US President Donald Trump denounced Washington, DC police for seemingly doing nothing to prevent a group of activists from bringing down a Confederate general’s statue, calling for the “immediate” arrest of the perpetrators.
Videos have emerged showing a group of protesters in the US capital dismantling a statue of Confederate General Albert Pike on Friday evening. Activists made several unsuccessful attempts to tear down the monument, and even had to take a break to review their strategy before eventually knocking the statue from its pedestal – with local police making no attempt to intervene at any point.
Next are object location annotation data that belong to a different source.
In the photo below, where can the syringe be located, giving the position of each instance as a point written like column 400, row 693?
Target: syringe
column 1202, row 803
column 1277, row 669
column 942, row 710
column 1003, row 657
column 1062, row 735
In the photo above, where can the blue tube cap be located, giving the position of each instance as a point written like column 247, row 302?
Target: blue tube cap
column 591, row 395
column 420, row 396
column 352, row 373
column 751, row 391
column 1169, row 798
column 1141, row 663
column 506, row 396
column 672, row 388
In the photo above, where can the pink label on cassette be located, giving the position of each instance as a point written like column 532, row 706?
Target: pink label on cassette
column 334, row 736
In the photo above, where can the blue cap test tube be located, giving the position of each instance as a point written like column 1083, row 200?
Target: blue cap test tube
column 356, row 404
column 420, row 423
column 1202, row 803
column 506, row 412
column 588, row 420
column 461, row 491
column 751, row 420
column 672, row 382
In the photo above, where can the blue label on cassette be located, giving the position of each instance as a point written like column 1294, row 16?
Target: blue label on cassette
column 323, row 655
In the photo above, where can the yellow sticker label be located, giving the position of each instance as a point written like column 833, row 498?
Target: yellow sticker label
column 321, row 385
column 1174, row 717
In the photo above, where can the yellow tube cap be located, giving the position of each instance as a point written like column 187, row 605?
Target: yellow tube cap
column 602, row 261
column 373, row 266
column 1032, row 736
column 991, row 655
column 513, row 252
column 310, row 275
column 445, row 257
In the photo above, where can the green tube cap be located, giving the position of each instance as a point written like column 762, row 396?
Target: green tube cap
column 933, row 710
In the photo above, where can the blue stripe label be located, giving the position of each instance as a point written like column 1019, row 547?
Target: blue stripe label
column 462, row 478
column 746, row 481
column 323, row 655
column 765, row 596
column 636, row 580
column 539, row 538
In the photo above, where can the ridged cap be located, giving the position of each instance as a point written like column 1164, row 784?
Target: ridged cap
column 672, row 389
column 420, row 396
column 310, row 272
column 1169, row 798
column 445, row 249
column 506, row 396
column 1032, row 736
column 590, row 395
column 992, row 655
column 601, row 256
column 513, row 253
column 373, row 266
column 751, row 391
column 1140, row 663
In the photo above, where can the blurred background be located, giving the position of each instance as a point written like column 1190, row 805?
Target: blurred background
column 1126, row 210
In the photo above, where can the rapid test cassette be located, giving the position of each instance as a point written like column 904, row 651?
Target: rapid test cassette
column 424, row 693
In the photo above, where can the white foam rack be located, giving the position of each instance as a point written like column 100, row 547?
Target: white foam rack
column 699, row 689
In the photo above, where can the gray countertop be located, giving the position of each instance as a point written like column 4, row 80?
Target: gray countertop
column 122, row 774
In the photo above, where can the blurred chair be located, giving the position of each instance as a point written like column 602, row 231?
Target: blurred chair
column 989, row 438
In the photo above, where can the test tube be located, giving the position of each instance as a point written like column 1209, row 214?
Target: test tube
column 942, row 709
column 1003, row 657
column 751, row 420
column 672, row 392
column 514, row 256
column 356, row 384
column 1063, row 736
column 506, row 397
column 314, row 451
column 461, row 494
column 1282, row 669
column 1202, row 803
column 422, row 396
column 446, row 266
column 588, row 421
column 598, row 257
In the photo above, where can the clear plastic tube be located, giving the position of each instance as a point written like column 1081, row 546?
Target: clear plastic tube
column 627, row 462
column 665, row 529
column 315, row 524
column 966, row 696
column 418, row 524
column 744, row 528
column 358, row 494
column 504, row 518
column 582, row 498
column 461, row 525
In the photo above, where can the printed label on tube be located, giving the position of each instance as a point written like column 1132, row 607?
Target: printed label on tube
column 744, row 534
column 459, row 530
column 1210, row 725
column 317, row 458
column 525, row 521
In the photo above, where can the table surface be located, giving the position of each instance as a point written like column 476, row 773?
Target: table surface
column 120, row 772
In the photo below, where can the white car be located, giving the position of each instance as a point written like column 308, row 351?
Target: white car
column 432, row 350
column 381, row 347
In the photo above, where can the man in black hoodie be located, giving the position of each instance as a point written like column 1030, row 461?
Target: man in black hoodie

After the statue came crashing down – to jubilant cheers from the crowd – the activists set it on fire. A video shows one of the protesters pouring what appears to be a flammable liquid onto the burning statue while the rest of the group applauded. At one point, a chant of “No justice, no peace” broke out.
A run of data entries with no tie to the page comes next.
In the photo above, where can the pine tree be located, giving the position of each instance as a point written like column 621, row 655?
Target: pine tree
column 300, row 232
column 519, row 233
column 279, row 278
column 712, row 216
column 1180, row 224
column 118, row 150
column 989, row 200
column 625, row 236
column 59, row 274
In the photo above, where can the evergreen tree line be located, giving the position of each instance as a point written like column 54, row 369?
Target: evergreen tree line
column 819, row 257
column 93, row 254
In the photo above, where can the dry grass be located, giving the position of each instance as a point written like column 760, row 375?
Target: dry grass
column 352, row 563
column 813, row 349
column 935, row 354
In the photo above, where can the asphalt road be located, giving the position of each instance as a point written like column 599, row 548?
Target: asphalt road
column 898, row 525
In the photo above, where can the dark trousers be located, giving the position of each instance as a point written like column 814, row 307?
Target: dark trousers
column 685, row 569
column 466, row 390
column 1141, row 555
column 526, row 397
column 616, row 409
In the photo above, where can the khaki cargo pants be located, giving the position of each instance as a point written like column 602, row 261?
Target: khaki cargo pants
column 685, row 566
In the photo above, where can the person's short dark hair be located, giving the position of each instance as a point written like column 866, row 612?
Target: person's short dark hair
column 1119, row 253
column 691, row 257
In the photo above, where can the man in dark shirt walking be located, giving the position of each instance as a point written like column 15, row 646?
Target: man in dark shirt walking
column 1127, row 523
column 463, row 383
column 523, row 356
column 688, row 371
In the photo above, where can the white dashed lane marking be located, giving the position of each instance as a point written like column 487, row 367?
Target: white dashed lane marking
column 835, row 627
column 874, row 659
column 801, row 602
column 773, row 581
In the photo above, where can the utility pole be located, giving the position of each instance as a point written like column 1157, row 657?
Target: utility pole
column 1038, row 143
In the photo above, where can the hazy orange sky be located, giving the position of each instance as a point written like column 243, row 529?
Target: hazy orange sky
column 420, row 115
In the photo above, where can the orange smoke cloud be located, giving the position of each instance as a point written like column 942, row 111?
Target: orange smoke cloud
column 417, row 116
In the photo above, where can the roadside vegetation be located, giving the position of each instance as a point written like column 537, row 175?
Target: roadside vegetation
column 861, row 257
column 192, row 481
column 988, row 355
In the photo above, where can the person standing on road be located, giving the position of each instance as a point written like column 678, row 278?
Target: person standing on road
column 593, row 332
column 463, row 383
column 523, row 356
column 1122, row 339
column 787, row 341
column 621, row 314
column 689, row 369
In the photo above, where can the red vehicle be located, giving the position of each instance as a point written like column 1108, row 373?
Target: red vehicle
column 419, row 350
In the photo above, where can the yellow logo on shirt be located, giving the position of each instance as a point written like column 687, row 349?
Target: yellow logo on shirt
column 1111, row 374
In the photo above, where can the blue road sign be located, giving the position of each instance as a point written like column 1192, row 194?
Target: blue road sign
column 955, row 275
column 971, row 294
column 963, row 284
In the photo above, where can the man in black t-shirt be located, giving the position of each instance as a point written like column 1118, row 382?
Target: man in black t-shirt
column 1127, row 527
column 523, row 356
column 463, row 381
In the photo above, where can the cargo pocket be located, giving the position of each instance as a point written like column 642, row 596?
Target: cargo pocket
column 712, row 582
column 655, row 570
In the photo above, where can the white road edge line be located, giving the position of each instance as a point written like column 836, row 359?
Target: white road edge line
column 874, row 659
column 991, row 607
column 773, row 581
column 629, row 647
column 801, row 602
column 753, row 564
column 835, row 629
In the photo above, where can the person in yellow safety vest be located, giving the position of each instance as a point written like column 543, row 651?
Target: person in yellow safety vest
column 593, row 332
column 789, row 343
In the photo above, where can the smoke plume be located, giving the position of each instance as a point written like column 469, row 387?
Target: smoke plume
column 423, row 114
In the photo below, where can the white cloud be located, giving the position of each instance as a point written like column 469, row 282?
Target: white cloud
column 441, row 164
Shortly after the 11-foot high statue – which was the only outdoor sculpture in DC honoring a Confederate general (although he was depicted as a Freemason and not a soldier) – was upended, Trump took a swipe at police for making no attempt to thwart the monument’s destruction.
“The D.C. Police are not doing their job as they watch a statue be ripped down & burn,” Trump tweeted, adding that those responsible for the act of vandalism “should be immediately arrested.”
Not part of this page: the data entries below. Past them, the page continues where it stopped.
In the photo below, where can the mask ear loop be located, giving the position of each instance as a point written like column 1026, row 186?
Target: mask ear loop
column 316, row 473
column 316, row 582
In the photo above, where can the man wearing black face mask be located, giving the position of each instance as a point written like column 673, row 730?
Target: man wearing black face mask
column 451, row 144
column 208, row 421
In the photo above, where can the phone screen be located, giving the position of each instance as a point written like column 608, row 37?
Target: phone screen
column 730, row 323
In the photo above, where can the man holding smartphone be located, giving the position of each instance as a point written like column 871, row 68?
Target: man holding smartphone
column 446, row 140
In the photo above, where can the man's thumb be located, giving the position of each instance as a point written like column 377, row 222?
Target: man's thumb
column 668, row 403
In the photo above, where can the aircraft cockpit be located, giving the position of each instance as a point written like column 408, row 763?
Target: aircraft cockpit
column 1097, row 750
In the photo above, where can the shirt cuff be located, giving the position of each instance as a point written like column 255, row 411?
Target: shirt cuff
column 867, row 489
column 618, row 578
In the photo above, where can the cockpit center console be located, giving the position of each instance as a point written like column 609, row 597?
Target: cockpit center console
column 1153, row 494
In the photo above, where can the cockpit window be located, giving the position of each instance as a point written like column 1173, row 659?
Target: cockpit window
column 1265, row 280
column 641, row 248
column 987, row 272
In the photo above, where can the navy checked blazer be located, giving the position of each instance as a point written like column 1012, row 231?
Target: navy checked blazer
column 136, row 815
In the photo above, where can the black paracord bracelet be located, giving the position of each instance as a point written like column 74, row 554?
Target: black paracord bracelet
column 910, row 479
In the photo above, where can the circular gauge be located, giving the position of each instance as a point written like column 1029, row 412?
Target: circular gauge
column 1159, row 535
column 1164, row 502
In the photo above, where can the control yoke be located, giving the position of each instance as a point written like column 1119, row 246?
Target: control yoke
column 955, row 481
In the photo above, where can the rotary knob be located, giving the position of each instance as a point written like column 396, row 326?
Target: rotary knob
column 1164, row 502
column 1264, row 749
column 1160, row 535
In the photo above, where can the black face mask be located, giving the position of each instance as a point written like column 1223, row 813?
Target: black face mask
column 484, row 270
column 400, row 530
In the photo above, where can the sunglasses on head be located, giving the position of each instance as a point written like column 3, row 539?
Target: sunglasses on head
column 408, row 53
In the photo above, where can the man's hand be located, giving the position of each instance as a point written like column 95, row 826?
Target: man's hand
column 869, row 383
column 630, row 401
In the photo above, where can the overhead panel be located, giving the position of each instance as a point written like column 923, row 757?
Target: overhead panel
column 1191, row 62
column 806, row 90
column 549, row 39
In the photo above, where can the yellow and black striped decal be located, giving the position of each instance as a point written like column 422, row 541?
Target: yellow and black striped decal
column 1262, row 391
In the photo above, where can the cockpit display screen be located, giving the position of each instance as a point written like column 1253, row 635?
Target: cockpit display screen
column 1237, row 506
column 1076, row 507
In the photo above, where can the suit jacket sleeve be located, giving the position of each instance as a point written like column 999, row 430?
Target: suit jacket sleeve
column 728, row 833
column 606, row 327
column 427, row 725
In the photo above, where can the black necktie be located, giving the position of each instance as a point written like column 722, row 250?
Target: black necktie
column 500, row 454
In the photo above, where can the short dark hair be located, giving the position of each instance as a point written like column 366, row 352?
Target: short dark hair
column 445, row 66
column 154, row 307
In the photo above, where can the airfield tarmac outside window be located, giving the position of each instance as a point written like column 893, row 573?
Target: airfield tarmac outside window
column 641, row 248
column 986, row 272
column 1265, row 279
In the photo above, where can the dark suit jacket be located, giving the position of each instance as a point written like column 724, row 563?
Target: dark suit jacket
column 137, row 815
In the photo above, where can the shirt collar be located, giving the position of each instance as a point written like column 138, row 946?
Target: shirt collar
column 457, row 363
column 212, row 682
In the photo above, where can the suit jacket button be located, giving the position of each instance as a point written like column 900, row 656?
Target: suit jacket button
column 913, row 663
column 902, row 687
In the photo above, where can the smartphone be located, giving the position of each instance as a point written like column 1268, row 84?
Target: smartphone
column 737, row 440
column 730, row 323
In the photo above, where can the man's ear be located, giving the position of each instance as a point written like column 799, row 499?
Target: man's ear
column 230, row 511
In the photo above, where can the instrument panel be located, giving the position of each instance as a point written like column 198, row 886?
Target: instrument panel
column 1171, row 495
“A disgrace to our Country.”
General Pike’s statue is one of many that have been vandalized – either spray-painted with graffiti or toppled – within the past several weeks as people protesting police brutality have been on a mission to erase the nation’s Confederate past following the police killing of unarmed black man George Floyd in late May, which sparked the current wave of unrest.
On Thursday, a statue of George Washington in Portland, Oregon received similar treatment when it was torn down and draped in a burning US flag. While the latest spate of politically-motivated vandalism has not resulted in injuries, an earlier attempt to raze a monument in Virginia left one demonstrator with a serious head wound, prompting a popular science magazine to publish a comprehensive guide on how to bring monuments down without hurting anyone. It’s unclear if the demonstrators in DC heeded any of the advice from the manual, however.